# Query: Shape Chaos



## Glacialis (Feb 11, 2002)

For Chaos Blast, do you get to pick one attribute (range, damage, material) per -6 to the Spellcraft check, or the whole spell?


----------



## Morrus (Feb 11, 2002)

My reading of it is that the caster either controls the spell or doesn't - so it's an all or nothing thing.  But I'll let RangerWickett confirm that since he's the one who wrote it.


----------



## Glacialis (Feb 11, 2002)

Wellll...

Problem is, you roll randomly for range, effect/damage, method of damage.

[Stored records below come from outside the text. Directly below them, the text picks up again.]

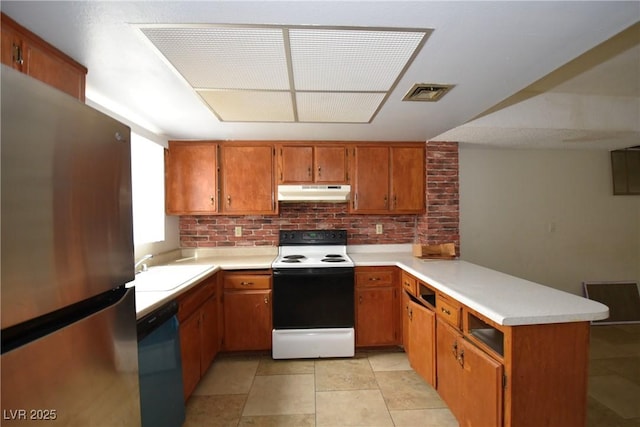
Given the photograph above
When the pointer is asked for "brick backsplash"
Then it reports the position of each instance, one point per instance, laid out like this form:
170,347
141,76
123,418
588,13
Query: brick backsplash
439,224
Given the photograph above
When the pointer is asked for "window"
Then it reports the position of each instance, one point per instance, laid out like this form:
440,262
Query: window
147,181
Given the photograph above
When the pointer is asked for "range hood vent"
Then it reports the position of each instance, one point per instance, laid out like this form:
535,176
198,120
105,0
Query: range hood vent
314,193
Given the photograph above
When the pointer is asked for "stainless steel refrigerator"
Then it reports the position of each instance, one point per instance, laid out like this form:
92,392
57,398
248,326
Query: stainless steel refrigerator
69,348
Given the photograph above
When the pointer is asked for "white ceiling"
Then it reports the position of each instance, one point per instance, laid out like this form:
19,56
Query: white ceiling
526,74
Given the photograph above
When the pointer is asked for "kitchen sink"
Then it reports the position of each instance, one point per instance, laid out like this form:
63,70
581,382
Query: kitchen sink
167,277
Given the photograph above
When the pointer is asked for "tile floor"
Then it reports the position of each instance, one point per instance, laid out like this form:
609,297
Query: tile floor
381,389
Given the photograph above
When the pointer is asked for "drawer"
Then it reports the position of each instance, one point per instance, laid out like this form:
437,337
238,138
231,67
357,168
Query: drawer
189,302
409,283
448,310
378,277
247,281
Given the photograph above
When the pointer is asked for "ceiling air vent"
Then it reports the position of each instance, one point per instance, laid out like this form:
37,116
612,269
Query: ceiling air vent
426,92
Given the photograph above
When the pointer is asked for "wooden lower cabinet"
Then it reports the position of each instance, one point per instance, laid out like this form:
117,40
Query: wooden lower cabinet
422,341
377,314
247,311
468,380
199,338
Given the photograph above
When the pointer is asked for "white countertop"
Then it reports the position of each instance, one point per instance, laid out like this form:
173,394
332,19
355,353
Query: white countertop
505,299
146,301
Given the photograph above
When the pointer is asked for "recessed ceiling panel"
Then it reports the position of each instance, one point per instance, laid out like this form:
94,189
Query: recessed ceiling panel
353,60
225,57
266,73
337,107
250,106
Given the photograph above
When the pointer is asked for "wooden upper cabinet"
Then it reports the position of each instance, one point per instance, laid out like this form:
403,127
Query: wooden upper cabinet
370,179
28,53
295,164
247,178
408,179
308,163
388,179
330,164
191,178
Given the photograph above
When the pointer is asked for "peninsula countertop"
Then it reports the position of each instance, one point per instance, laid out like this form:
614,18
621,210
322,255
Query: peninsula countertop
505,299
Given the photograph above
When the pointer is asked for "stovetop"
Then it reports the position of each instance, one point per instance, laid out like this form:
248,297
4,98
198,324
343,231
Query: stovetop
312,249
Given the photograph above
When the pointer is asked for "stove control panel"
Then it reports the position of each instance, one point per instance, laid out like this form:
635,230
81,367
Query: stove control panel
313,237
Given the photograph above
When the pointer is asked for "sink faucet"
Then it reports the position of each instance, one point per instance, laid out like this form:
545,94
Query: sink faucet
142,261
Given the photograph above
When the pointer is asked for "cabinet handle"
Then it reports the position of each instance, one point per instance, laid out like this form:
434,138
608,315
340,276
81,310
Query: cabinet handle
17,54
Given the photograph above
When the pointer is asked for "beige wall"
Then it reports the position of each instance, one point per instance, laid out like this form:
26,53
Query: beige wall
548,216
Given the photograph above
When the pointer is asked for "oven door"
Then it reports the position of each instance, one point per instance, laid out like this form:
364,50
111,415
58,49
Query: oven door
313,298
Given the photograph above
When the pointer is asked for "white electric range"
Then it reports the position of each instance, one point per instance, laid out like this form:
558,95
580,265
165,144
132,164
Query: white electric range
313,295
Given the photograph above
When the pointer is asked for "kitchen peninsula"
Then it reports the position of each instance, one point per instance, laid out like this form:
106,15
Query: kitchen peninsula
505,351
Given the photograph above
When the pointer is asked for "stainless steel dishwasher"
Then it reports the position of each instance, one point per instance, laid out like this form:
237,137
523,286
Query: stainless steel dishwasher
160,368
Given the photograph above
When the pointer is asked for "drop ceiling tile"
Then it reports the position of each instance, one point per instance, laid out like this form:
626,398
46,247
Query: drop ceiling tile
351,60
338,107
224,57
250,106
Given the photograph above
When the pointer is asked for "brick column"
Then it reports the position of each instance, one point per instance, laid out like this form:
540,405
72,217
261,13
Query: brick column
441,223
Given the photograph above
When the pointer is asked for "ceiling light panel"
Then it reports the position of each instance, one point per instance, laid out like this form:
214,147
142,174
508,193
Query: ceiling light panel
225,57
249,106
337,107
350,60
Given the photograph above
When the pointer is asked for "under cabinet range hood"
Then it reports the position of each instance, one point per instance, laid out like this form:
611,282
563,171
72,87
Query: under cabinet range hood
314,193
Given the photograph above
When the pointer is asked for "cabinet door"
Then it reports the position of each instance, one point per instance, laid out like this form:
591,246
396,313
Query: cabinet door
247,320
208,333
330,165
11,43
422,335
407,179
482,387
248,179
191,172
406,323
295,164
190,352
370,178
28,53
375,316
448,372
50,69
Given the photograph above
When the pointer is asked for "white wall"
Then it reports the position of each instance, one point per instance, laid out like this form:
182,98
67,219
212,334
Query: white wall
548,216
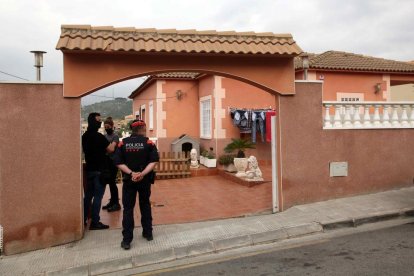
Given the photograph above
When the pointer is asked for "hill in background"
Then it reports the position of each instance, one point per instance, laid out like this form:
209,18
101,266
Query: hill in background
117,109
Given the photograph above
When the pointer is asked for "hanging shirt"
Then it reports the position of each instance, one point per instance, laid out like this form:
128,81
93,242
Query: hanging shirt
269,126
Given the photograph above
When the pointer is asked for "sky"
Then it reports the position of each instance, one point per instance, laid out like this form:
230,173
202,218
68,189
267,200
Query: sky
380,28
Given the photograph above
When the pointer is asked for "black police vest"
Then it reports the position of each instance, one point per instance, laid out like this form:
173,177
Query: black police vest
136,152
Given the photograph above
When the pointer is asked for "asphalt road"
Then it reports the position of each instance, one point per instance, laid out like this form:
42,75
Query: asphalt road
387,251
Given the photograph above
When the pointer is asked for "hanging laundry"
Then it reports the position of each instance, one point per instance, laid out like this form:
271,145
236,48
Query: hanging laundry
258,124
242,119
269,115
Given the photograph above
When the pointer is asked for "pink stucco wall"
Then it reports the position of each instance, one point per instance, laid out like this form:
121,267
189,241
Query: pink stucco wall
242,95
348,82
377,159
182,114
147,95
40,161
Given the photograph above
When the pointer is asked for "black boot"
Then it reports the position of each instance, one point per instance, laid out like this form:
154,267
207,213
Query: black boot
114,207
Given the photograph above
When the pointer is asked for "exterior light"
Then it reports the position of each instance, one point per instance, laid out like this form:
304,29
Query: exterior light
377,88
38,62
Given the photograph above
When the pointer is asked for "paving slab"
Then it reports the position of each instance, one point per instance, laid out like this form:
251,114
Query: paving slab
100,252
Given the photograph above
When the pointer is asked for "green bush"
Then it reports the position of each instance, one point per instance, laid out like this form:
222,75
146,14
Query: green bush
240,145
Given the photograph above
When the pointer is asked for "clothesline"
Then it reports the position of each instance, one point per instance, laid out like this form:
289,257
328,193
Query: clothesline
250,109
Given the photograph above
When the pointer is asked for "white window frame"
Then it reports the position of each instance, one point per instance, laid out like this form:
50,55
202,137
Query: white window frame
151,115
142,108
202,134
349,98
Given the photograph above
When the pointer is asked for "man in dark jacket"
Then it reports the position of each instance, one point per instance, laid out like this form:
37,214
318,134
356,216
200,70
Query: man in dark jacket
136,157
95,146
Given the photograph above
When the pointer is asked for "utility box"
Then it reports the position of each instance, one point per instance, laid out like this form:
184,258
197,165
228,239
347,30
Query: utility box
338,169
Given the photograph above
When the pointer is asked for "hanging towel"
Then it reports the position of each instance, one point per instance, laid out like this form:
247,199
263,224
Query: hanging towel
269,114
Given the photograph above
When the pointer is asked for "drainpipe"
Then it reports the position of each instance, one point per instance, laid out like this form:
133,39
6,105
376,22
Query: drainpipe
305,65
38,62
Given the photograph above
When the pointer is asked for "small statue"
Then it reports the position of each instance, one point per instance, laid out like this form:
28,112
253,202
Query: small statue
194,162
253,173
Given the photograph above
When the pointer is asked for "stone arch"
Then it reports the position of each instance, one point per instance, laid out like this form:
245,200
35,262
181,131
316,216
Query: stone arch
96,57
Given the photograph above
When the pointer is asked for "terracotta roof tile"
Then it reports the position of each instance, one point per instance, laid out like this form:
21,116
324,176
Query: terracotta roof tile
334,60
108,38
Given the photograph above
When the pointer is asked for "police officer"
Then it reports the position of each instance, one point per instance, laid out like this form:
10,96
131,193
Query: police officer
136,157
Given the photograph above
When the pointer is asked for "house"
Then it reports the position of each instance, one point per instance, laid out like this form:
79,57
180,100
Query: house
354,77
198,105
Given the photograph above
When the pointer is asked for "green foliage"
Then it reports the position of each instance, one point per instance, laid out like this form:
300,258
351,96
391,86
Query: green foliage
240,145
117,108
226,159
211,155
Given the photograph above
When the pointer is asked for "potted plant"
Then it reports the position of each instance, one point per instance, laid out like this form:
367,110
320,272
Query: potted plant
240,162
227,160
203,156
210,161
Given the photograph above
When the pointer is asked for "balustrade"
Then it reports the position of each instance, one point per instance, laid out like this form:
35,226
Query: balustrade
363,115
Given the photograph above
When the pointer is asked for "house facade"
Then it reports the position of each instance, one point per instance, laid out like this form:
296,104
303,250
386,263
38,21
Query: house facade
199,105
349,77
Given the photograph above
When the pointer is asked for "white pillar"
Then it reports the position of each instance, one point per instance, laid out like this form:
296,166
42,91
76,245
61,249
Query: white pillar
377,119
367,117
347,117
337,117
357,118
404,116
394,119
412,116
327,120
386,116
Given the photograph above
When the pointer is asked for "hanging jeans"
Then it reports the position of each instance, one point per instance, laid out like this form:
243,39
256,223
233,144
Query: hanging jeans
258,124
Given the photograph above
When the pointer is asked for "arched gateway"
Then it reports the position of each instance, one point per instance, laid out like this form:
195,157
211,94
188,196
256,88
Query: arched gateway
95,57
42,186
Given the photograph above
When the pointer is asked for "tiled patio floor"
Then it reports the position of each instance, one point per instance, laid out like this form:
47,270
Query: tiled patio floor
199,199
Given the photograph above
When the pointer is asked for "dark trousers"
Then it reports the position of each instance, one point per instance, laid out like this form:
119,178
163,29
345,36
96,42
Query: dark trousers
93,196
129,197
111,181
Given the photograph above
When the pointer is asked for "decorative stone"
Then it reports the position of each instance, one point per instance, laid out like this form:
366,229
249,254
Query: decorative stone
241,166
254,173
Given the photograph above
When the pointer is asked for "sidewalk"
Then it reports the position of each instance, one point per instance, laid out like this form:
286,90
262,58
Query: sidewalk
100,252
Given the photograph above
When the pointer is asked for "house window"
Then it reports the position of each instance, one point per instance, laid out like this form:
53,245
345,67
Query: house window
350,98
205,117
151,115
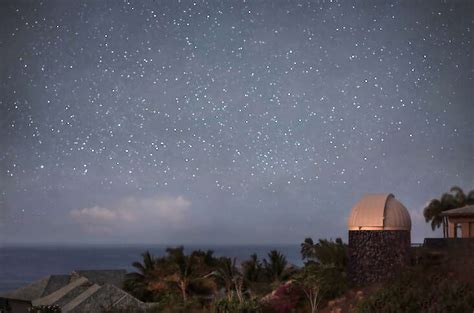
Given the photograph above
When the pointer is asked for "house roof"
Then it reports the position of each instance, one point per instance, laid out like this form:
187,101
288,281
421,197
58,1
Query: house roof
467,210
82,291
102,277
39,288
379,212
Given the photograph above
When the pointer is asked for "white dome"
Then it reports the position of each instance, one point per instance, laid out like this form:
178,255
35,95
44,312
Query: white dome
379,212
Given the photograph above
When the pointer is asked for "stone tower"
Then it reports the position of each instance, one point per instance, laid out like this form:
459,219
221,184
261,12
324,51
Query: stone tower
379,238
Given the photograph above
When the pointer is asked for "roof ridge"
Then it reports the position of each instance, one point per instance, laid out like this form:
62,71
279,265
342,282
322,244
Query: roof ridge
61,292
80,298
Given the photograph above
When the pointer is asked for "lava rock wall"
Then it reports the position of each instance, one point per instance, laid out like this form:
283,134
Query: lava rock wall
377,255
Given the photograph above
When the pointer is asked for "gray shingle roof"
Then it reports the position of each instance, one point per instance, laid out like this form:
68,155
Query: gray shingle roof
39,288
102,277
82,291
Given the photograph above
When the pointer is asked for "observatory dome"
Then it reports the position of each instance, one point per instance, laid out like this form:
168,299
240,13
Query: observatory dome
379,212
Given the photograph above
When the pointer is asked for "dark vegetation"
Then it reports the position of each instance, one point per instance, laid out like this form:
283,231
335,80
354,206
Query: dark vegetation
455,198
201,282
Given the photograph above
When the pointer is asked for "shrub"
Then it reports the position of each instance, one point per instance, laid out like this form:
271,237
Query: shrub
226,305
45,309
419,290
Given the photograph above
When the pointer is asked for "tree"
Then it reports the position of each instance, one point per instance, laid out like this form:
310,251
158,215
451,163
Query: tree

Being able to pick as you wish, with only a -6 to the Spellcraft check, is overly powerful IMHO. (waits for Ryan's reply)


----------



## RangerWickett (Feb 11, 2002)

I will admit my bad here.  I suppose that despite our best efforts, something slips through the cracks.  In playtest, no one ever brought up that problem, so I never put down explicitly what I was thinking.  I originally had Chaos Blast as a 3rd level spell, but I increased the spell level because of its versatility.

The way I suggest you run it is that the -6 penalty should apply separately for each random attribute.  Thus, if you want a Sculptor of Chaos to cast specifically a (for instance) Ray of Bunnies that instill Fear in those struck, it would be a base of DC 13 for a 4th level spell.  Then you'd have a -18 penalty for controlling three separate traits, making the DC effectively 31.  

In general, it's not particularly useful to control the make-up of the spell, unless you're trying to hit, say, a red dragon with a blast of cold.  Your best bet is to just go for a -6 penalty and try to create a Cone.  A medium-range Cone is incredibly huge, but you have to succeed a Spellcraft check that's equivalent to casting a 7th level spell, which isn't too overpowered.  However, even at 9th level, you'd have a slight chance to be able to cast a cone of dispel magic, which would require an effective DC 25 to cast, but could prove incredibly useful.  It's uses like that which make it necessary to have each random trait be separate for the sake of Shape Chaos.

It's a great versatility spell, one that nearly any Sculptor of Chaos should take.  The Sculptor of Chaos was always my baby of a class, because it gives the player a huge range of options, if for nothing else than style's sake.

But back to the topic at hand, the official errata for Chaos Blast should state that, "Each of the three traits of Chaos Blast is considered separate for the sake of the Sculptor of Chaos ability Shape Chaos.  Thus to control shape and effect would incur a -12 penalty to the Spellcraft check for Fluid Magic (-6 for each attribute)."


----------



## Glacialis (Feb 11, 2002)

Dude, you KNOW my flaming cone of vorpal death bunnies will strike fear into every character who fails their Will save!

Those who make it will die laughing. It's a win/win situation.


----------